Why did you decide to teach at your alma mater?
After I graduated with my Bachelor’s degree in Cyber Security from Rasmussen College I kept in contact with Terry Schorn, Rasmussen College Cyber Security department chair. Terry was not only my primary instructor throughout the program, but he also became my mentor. Throughout the years, Terry has invited me to many industry events and we have stayed in touch. I told Terry that if there was ever an opportunity to be able to teach at Rasmussen I would love the challenge. Then, in 2017, Terry called and he did need my help. I ended up finishing out a course for a sick instructor who had to take a leave of absence. Ever since, I have been teaching at the College as an adjunct instructor and providing my expertise as a subject matter expert. Throughout my time with Rasmussen I have helped to develop a few new courses and rewrite older courses to keep them up-to-date.
Cyber security is a great field to get into because there is not a standard career path, meaning you are not stuck in a silo. There are so many different lanes of opportunity that a cyber security degree opens up. I love teaching at Rasmussen College because of my students. Like many of my students, I worked full time while earning my degree. I have learners in their early 20s eager to jump into the field and older students looking to make a career switch into a growing field.
During my first live lesson I always like to talk about work-life balance. I encourage students to create a routine to work on assignments throughout the week but I also want them to know that they have the flexibility and opportunity to spend time with their families and balance their busy lives — it is possible.

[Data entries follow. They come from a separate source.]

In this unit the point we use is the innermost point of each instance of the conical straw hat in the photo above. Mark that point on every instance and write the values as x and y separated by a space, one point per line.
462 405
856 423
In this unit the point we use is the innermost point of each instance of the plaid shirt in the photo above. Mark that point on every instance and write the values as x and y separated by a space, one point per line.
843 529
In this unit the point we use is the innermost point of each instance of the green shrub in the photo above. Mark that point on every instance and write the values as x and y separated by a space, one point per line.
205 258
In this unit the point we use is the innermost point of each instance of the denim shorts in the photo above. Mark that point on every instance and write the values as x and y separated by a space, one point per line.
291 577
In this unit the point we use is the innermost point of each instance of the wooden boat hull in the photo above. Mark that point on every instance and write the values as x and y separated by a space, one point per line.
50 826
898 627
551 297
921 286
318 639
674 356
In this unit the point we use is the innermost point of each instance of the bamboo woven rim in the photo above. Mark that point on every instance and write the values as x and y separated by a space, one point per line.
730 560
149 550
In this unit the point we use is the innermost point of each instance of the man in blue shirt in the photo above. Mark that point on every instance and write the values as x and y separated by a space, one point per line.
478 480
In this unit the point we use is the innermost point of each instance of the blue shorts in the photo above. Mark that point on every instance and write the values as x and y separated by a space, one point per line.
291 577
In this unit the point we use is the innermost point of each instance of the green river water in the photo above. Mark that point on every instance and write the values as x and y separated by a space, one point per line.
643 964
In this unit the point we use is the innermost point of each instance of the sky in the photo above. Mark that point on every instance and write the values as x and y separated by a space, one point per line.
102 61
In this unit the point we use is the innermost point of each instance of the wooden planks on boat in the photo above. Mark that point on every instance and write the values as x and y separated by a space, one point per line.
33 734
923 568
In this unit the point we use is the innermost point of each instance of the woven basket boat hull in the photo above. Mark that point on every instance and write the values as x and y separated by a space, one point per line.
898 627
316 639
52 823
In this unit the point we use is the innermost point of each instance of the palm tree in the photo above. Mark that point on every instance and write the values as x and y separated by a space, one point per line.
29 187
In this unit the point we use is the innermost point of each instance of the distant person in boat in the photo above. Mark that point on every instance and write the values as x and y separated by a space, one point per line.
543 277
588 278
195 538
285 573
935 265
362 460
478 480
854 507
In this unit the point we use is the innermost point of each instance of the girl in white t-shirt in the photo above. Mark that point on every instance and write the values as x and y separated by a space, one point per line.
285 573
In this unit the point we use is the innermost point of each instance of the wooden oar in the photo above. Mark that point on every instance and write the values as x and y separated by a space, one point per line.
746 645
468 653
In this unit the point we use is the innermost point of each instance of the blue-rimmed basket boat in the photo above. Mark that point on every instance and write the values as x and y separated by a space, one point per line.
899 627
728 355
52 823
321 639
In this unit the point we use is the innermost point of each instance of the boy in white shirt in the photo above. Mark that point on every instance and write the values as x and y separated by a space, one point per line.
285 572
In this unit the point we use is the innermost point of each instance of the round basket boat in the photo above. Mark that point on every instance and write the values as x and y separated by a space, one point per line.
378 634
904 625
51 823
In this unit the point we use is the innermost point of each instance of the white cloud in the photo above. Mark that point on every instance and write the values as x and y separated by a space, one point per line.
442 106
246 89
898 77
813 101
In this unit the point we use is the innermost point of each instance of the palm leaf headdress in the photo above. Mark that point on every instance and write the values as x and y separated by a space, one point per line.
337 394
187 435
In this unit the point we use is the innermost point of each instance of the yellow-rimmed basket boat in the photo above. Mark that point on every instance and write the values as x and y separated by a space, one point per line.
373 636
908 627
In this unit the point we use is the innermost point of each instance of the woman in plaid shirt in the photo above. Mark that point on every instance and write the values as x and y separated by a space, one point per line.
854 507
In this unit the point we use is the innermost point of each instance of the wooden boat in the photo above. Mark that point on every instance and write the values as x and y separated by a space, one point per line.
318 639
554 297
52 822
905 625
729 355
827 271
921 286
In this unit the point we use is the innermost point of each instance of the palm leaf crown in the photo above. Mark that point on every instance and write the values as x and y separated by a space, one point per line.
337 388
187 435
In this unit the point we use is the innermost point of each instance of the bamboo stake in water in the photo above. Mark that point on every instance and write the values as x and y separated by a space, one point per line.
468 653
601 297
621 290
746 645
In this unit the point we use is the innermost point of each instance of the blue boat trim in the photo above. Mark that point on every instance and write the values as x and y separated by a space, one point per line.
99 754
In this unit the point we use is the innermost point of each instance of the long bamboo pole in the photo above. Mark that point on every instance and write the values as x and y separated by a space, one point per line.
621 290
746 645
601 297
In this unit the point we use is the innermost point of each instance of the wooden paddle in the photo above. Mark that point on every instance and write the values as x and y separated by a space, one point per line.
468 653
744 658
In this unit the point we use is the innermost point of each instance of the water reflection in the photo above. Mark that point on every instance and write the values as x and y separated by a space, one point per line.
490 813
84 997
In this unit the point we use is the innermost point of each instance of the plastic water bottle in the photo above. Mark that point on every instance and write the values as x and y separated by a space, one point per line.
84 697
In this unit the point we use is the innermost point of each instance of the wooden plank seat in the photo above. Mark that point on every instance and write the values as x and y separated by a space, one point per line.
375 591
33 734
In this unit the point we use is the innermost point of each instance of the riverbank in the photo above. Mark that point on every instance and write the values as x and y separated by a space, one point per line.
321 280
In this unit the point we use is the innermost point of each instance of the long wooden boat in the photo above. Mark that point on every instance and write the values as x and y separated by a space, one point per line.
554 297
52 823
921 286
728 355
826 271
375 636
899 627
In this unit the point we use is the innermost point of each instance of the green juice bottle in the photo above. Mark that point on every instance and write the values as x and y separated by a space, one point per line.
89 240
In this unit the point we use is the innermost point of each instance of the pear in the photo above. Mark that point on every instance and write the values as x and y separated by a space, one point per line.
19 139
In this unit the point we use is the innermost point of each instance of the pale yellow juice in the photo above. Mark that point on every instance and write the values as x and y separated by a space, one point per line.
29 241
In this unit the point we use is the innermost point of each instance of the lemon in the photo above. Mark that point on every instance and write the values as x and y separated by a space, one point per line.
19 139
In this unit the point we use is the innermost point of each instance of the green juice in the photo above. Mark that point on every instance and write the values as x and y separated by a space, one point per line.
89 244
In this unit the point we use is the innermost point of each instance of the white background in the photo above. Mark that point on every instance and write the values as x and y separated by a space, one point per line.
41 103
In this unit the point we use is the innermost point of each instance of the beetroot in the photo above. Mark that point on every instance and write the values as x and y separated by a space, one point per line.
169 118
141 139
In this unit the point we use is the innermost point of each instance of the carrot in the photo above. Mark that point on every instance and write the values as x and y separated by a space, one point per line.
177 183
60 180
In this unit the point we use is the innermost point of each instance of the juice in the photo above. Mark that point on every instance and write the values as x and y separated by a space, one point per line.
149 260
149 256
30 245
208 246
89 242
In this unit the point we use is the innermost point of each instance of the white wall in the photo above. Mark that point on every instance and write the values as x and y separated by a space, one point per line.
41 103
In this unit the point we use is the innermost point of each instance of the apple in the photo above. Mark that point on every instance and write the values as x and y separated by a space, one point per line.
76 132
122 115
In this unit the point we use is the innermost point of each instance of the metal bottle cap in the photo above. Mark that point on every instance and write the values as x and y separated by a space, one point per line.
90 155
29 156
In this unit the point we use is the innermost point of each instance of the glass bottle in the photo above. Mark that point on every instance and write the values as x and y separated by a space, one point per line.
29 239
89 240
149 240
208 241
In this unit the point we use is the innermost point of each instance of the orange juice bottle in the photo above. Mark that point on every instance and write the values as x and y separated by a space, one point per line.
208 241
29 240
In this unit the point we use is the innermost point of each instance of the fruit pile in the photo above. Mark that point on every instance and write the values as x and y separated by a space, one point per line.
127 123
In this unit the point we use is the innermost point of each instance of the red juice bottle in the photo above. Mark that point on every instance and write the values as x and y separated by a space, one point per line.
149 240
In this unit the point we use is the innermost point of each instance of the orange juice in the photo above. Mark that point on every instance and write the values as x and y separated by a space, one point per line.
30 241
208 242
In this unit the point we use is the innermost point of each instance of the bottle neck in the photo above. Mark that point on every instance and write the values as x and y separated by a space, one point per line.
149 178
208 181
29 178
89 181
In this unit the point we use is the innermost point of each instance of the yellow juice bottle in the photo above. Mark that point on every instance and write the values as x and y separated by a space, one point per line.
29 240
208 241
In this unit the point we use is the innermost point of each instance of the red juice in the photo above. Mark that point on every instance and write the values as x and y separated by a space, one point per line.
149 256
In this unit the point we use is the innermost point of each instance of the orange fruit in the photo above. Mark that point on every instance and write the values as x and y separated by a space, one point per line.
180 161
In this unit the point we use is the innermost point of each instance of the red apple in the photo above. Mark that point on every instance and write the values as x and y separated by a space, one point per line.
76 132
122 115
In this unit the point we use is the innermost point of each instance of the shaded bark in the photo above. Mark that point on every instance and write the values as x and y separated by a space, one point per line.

When I was a student at Rasmussen College, first in 1996 for a Marketing degree and then again when I pursued Cyber Security, I loved that the faculty were working in the field and could apply their real-world knowledge to their courses. The instructors at Rasmussen were more invested in my success than in my previous higher education experiences.
What is your current role working for the Hazelden Betty Ford Foundation?
I have been working with the Hazelden Betty Ford Foundation for nearly five years. The Hazelden Betty Ford Foundation is the largest nonprofit treatment provider offering prevention and recovery solutions to individuals across the United States. I am the manager of the technology service desk within the IT Support Services team. I manage the team of seven individuals who support all 17 Hazelden Betty Ford locations across the United States. We are responsible for change management, problem management and first level security awareness for a complex and highly secure and data-sensitive organization.
Where is the cyber security field headed next?
The maturity of the technology space and the fusion of innovation drive my work. We have grown so drastically in a short period of time. Everything from the cars we drive to the phones we use and the appliances we cook with are all connected in some sort of fashion. While convenient in our modern world, this connectivity has also created significant security risks. I question frequently, ‘How are we educating consumers?’
While the field is evolving so quickly we need to set a pause to define awareness, create policy and develop accountability. Our products are being pushed off the shelves so quickly, the next version of a phone, the newest TV, et cetera. We need to ensure security measures are imbedded into the devices and technologies we are creating. We can’t move so quickly that security and safety become an afterthought.